As Travers’s self-appointed therapist, Disney—through empathy and insight—gets to the bottom of her trouble, ascertains what her case history is really about. Rather than wait for the patient to produce her own cathartic insight, it’s Disney who produces the explanatory analysis of Travers’s book about a magic nanny taking charge of the troubled Banks children: “It’s not the children she comes to save, it’s their father—it’s your father.” The analyst unlocks the secret and allows the patient to free herself from traumas associated with her father—a trauma “cured” in the Disney Mary Poppins by having stuffy old Mr. Banks leave his office to go fly kites with his children.
But Mrs. Travers doesn’t undergo the normal process of analysis by which the patient pays the therapist. Instead, this is a strange reverse treatment, in which the analysand can only be cured if she accepts payment from the analyst—by selling the product of her trauma in the form of film rights. That enables Dr. Disney to transmute her childhood grief into joy for other children, as a movie. Reconciliation can only happen when the author renounces all personal claim on her work.

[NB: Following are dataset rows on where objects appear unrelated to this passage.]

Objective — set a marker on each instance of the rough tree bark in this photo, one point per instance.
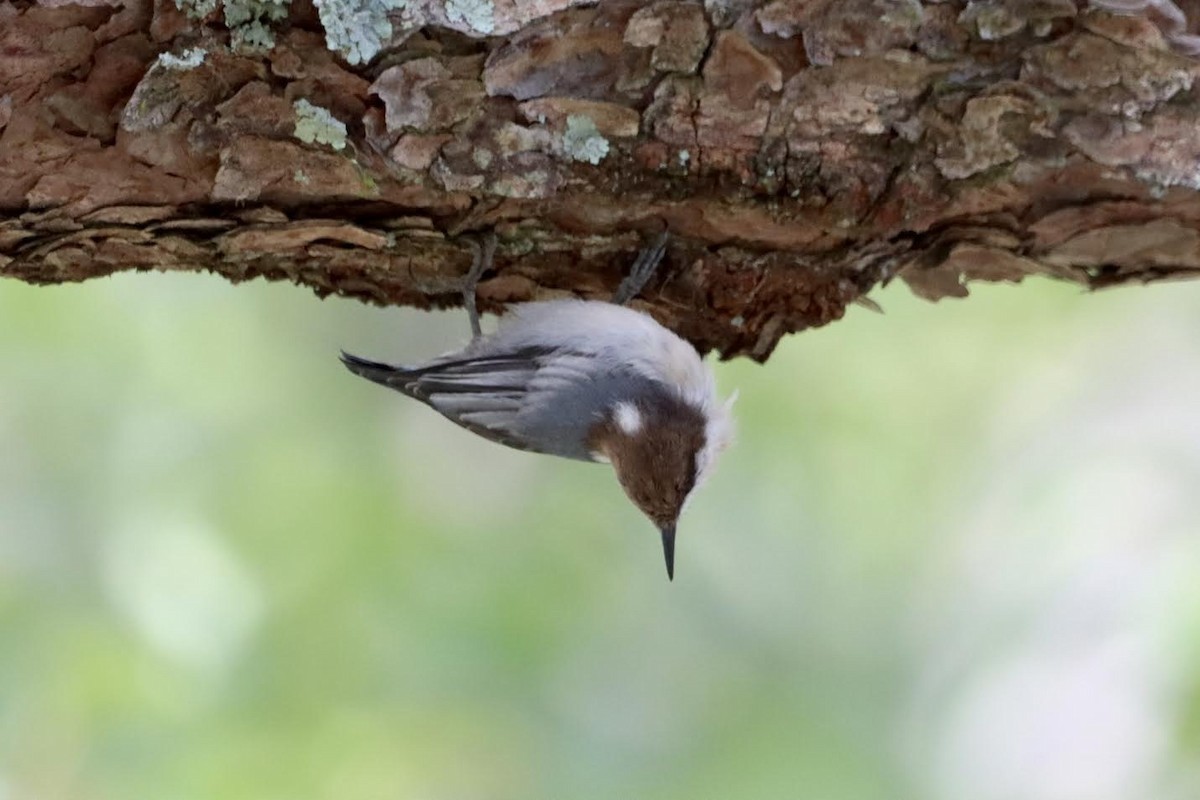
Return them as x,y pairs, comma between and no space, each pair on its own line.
802,151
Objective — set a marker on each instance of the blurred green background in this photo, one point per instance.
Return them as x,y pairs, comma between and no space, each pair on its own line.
953,555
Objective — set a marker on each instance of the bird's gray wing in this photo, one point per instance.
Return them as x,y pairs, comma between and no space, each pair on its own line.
544,400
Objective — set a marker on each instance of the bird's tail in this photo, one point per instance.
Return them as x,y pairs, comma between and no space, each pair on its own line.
376,371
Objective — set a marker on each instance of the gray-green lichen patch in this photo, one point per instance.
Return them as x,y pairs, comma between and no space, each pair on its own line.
358,29
316,125
582,140
475,14
197,8
250,22
156,98
189,59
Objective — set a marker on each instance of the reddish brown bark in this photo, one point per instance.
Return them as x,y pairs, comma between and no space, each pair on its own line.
801,151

That’s why “Let’s Go Fly a Kite” is so symbolically important in this film—because Travers’s progress is about letting the kite go, rather than holding onto the strings and stopping it from soaring.
This view of things seeks to affirm the film industry’s greater wisdom by devaluing not just the author’s insight into her work, but the writing process itself. Unlike, say, Shadowlands and Finding Neverland, about C. S. Lewis and J. M. Barrie respectively, Saving Mr. Banks tells us that writing children’s fiction isn’t itself enough to resolve childhood traumas. You’re only truly free of an unhappy past once you’ve allowed it to become other people’s property on screen—for what’s the value of a book loved by some, compared to a movie watched by millions?
The film is smart enough to retain some ironic ambivalence. When Disney turns up on Travers’s London doorstep to tell her he’s cracked her mystery, he confides some of his own memories to her, about his father Elias and the poverty and snow of his own childhood. We’re invited to see him as the wise old sage sharing his own intimacy and—at the same time—as a cunning snake oil salesman playing Travers like a rube. But Hanks’s Disney never comes across as worse than a canny, somewhat sentimental old operator; there are no traces here of the volatile, fervently right-wing figure depicted in Neal Gabler’s 2006 biography Walt Disney: The Triumph of the American Imagination.
Above all, Saving Mr. Banks shows Disney as one who knows the human soul—and more importantly, a hot movie property. This is surely the first time (at least since Minnelli’s The Bad and the Beautiful) that a studio boss has been affirmed as a psychoanalyst of peerless insight. Intelligent, glossily enjoyable, and yet strangely repellent (not least in its sugar-steeped color scheme), Saving Mr. Banks depicts cinema as a perverse nexus of capitalism and psychoanalysis. While I can’t say I actually enjoyed the film, I watched with some excitement—if only because I couldn’t wait to see what Slavoj Žižek would have to say about it.